![]() |
foto: Hasbi Ardani (dok. pribadi) |
Oleh: Hasbi Ardani (Wakil Ketua Bidang Hukum PDPM Lobar).
Lombok Barat, PolitikNTB.Com—Kerusuhan dan anarkisme yang bahkan berujung pada pembakaran kantor DPRD NTB bukanlah sekadar peristiwa kriminal yang bisa dibereskan dengan pasal-pasal hukum. Bagi saya, itu adalah simbol. Simbol dari akumulasi kekecewaan, kemarahan, sekaligus tuntutan perubahan yang tidak pernah didengar dengan sungguh-sungguh oleh mereka yang seharusnya menjadi wakil rakyat.

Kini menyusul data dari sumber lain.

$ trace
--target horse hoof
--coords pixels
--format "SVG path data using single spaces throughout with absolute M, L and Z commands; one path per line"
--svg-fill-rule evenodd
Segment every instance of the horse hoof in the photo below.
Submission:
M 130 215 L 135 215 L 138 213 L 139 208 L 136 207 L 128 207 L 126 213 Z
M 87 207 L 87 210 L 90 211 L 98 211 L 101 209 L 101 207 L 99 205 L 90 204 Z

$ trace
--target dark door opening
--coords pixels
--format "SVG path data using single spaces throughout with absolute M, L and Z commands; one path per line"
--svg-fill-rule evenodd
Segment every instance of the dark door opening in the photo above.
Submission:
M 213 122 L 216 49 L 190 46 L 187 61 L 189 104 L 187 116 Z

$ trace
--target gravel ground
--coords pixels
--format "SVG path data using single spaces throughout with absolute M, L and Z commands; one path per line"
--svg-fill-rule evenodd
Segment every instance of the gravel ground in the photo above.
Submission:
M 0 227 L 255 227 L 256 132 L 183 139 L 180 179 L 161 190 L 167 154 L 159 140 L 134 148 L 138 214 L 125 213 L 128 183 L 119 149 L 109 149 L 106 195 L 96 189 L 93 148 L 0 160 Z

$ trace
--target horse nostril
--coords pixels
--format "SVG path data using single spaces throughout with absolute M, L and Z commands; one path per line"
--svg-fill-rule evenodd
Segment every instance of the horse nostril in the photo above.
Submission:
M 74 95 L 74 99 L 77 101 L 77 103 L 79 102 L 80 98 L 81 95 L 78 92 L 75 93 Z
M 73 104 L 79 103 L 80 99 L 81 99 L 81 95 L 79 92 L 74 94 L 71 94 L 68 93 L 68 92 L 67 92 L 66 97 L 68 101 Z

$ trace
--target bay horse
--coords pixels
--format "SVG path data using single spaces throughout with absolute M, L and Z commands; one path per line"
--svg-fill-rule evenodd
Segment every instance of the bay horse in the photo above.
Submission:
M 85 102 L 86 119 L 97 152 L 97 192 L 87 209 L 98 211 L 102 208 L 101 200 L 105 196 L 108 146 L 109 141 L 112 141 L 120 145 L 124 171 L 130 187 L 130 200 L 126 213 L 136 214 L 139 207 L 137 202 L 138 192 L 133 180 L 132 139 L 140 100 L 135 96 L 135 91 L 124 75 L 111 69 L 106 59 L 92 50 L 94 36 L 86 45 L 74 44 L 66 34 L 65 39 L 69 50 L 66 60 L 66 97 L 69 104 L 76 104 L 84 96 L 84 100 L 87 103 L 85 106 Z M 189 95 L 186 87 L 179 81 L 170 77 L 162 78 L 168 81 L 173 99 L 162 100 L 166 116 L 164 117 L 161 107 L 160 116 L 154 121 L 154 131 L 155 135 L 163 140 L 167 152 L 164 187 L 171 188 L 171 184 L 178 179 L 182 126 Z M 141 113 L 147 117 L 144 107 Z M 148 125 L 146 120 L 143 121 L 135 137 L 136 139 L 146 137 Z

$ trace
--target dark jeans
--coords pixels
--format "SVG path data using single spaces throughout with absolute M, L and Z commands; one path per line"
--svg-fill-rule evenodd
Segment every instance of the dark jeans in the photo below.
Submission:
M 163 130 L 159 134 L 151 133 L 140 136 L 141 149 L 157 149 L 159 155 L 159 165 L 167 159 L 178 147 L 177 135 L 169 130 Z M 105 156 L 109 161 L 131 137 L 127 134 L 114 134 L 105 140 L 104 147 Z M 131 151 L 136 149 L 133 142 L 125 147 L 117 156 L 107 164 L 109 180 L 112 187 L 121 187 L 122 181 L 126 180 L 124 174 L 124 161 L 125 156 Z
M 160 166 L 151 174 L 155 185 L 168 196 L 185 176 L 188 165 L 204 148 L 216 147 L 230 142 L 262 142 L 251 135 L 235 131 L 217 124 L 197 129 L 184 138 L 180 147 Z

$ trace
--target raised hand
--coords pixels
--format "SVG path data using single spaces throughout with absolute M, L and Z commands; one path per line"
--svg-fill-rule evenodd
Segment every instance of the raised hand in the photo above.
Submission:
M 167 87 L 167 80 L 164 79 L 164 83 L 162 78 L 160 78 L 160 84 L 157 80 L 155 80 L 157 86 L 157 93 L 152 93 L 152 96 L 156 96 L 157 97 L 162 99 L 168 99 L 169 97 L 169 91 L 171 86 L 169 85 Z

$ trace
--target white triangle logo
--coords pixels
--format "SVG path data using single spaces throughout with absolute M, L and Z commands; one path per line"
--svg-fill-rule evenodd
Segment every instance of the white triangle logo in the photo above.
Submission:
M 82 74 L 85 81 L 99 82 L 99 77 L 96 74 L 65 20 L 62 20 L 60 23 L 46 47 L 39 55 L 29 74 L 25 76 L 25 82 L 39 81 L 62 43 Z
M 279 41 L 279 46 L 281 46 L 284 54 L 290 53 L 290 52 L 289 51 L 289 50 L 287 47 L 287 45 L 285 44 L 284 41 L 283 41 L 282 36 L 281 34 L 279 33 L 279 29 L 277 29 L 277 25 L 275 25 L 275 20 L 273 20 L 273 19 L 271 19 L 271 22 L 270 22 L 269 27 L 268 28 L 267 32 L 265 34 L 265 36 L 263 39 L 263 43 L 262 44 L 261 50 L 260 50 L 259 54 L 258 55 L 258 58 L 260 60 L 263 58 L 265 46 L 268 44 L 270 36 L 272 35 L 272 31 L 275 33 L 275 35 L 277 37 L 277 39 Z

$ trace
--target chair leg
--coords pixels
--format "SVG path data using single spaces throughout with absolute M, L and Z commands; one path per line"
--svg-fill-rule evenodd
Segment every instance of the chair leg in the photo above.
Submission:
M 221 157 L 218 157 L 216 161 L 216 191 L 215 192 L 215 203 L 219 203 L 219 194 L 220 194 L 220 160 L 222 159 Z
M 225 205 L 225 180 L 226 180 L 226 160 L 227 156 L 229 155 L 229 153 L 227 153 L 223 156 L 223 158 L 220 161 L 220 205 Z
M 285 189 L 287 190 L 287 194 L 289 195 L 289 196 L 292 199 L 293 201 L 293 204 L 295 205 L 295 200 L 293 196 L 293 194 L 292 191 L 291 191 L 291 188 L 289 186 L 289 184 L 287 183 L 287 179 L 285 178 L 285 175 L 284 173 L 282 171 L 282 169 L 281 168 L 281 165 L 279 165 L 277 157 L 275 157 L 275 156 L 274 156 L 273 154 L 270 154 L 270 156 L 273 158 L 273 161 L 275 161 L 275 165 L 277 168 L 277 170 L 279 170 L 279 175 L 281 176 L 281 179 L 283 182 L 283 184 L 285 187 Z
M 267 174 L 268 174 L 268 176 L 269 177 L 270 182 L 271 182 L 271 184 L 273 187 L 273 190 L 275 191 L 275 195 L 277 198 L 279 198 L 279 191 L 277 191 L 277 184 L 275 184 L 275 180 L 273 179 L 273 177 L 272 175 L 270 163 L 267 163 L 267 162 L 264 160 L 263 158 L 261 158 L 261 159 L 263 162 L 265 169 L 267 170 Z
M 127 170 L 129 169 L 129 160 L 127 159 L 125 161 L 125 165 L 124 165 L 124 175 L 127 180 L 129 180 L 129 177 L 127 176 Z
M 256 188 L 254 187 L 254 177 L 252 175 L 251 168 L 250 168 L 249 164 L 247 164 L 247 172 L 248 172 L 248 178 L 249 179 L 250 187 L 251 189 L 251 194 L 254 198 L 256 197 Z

Sejarah telah menunjukkan kepada kita, bahwa revolusi kerap dimulai dari letupan amarah rakyat. Revolusi Prancis, misalnya, lahir dari kesenjangan dan ketidakadilan yang menahun. Kemarahan itu akhirnya meledak, memenggal kepala raja, meruntuhkan simbol feodalisme, dan membuka jalan bagi republik.
Dalam film V for Vendetta, gedung parlemen Inggris diledakkan bukan semata-mata demi kehancuran fisik, melainkan sebagai tanda lahirnya era baru, tanda bahwa sebuah sistem lama yang korup sudah tak layak lagi dipertahankan.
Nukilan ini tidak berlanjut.